La transition écologique n’est pas un sujet tabou pour le monde agricole
Le SIA fêtera ses 60 ans dans un mois. Mais peut-il être encore la grande fête insouciante, qu’il fut, d’une France agricole unie et miniaturisée dans sa capitale quelques jours durant ?
Avec cette insupportable habitude qu’a prise la « ville » – c’est-à-dire notre technocratie mais aussi monsieur et madame tout le monde – de faire la leçon au monde agricole en lui imposant ses lubies, il est difficile de le croire. La colère ambiante en dit long.
Ce monde-là aimerait sans doute qu’on le célèbre moins pendant ces quelques jours et qu’on lui fiche la paix le reste de l’année, et surtout qu’on le laisse travailler… Car il n’a pas attendu qu’on le lui demande pour se transformer.
Il y a 60 ans, notre agriculture représentait 20% de la population active. Elle n’en représente plus que 1,5 %. On imagine les immenses bouleversements humains et techniques derrière ces chiffres…
C’est d’ailleurs là que se joue un défi de taille. Le recul inquiétant des vocations et de l’attractivité de métiers paupérisés et déconsidérés pose la question d’une succession dans les exploitations qui ne se fera pas sans un engagement politique et professionnel d’ampleur, ni sans un nouveau récit valorisant les métiers de l’agriculture, comme on l’a fait par exemple pour les armées.
Certains aiment à croire que l’agriculture a besoin de nouveaux leaders : elle a d’abord et surtout besoin de « faiseurs » ! Et ce n’est pas un mince défi. Des métiers où la valeur travail et le sens de l’effort n’ont jamais faibli peuvent-ils avoir encore la cote dans notre société ?
Un autre sujet est la question du juste prix. C’est une vieille antienne et un juste combat quand on sait combien le coût de l’alimentation a été tiré vers le bas, et combien l’inflation en la matière est insupportable pour les Français, a fortiori quand les marges en aval sont opaques.
Cette donne est cependant plus complexe qu’il n’y paraît. Comparer les prix de notre alimentation, pour justifier leur revalorisation dans le panier des Français, avec la part prise par certaines de nos dépenses, comme celles du logement par exemple, n’est pas pertinent, car ce marché constitue une bulle nationale et autant de bulles locales.
Or, la mondialisation de l’alimentation nous confronte à des flux concurrentiels majeurs de plus en plus déloyaux du fait des contraintes et des interdictions que nous nous imposons.

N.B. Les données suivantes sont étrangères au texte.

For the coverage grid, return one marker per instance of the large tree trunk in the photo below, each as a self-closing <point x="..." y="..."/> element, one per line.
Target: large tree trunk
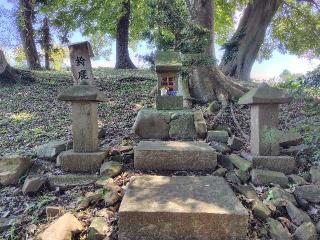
<point x="46" y="42"/>
<point x="7" y="73"/>
<point x="123" y="60"/>
<point x="207" y="82"/>
<point x="25" y="24"/>
<point x="10" y="75"/>
<point x="242" y="49"/>
<point x="200" y="83"/>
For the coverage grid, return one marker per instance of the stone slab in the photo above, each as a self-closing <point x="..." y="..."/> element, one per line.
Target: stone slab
<point x="265" y="177"/>
<point x="81" y="162"/>
<point x="180" y="208"/>
<point x="285" y="164"/>
<point x="218" y="136"/>
<point x="71" y="180"/>
<point x="169" y="102"/>
<point x="264" y="138"/>
<point x="174" y="155"/>
<point x="85" y="126"/>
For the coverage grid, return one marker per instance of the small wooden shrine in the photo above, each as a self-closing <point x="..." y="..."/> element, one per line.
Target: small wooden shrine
<point x="168" y="67"/>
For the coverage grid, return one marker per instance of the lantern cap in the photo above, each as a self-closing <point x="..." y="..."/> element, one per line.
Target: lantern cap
<point x="168" y="61"/>
<point x="265" y="94"/>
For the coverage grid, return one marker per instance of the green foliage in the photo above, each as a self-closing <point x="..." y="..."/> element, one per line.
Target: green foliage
<point x="307" y="85"/>
<point x="296" y="28"/>
<point x="99" y="16"/>
<point x="307" y="88"/>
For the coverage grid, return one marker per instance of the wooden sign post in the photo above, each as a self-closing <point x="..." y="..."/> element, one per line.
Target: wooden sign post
<point x="80" y="54"/>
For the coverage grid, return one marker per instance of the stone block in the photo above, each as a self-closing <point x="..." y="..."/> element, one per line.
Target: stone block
<point x="12" y="168"/>
<point x="63" y="228"/>
<point x="152" y="124"/>
<point x="217" y="136"/>
<point x="167" y="124"/>
<point x="169" y="102"/>
<point x="52" y="149"/>
<point x="235" y="143"/>
<point x="306" y="231"/>
<point x="311" y="193"/>
<point x="277" y="231"/>
<point x="264" y="134"/>
<point x="33" y="184"/>
<point x="81" y="162"/>
<point x="240" y="163"/>
<point x="315" y="175"/>
<point x="285" y="164"/>
<point x="110" y="169"/>
<point x="288" y="139"/>
<point x="184" y="207"/>
<point x="98" y="229"/>
<point x="182" y="126"/>
<point x="265" y="177"/>
<point x="200" y="124"/>
<point x="71" y="180"/>
<point x="85" y="126"/>
<point x="157" y="155"/>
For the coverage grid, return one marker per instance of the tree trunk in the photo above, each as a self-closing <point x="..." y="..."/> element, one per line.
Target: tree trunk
<point x="46" y="42"/>
<point x="201" y="86"/>
<point x="7" y="73"/>
<point x="123" y="60"/>
<point x="25" y="24"/>
<point x="10" y="75"/>
<point x="207" y="82"/>
<point x="242" y="49"/>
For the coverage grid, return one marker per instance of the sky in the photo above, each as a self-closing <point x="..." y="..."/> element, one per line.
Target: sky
<point x="265" y="70"/>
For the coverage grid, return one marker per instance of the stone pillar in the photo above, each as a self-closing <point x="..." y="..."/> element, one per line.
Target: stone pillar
<point x="80" y="54"/>
<point x="85" y="126"/>
<point x="86" y="155"/>
<point x="264" y="123"/>
<point x="264" y="102"/>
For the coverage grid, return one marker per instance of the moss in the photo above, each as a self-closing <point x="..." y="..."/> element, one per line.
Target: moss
<point x="168" y="59"/>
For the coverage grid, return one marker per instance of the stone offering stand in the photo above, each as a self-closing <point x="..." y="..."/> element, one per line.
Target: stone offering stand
<point x="169" y="120"/>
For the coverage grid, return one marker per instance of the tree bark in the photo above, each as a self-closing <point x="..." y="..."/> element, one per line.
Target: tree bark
<point x="46" y="42"/>
<point x="208" y="83"/>
<point x="242" y="49"/>
<point x="25" y="24"/>
<point x="7" y="73"/>
<point x="201" y="86"/>
<point x="123" y="60"/>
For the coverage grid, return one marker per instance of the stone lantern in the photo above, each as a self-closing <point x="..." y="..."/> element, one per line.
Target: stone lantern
<point x="80" y="54"/>
<point x="264" y="101"/>
<point x="168" y="66"/>
<point x="86" y="155"/>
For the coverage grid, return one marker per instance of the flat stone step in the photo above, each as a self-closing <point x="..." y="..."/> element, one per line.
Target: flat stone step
<point x="179" y="208"/>
<point x="171" y="155"/>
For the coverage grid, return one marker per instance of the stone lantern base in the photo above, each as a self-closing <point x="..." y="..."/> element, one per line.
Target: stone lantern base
<point x="81" y="162"/>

A fortiori quand la France et l’Europe s’entendent pour prendre des décisions hors-sol et créer les conditions d’une catastrophe annoncée. « Farm to Fork », en l’état, c’est plutôt « De la ferme à la fermeture » !
70% des fruits et 30 % des légumes consommés aujourd’hui en France sont importés. Si les vins et spiritueux pèsent significativement dans la performance du secteur en matière de commerce extérieur, sans empêcher notre recul cependant, le fait est que depuis cinq ans la France agricole est devenue déficitaire avec ses voisins communautaires.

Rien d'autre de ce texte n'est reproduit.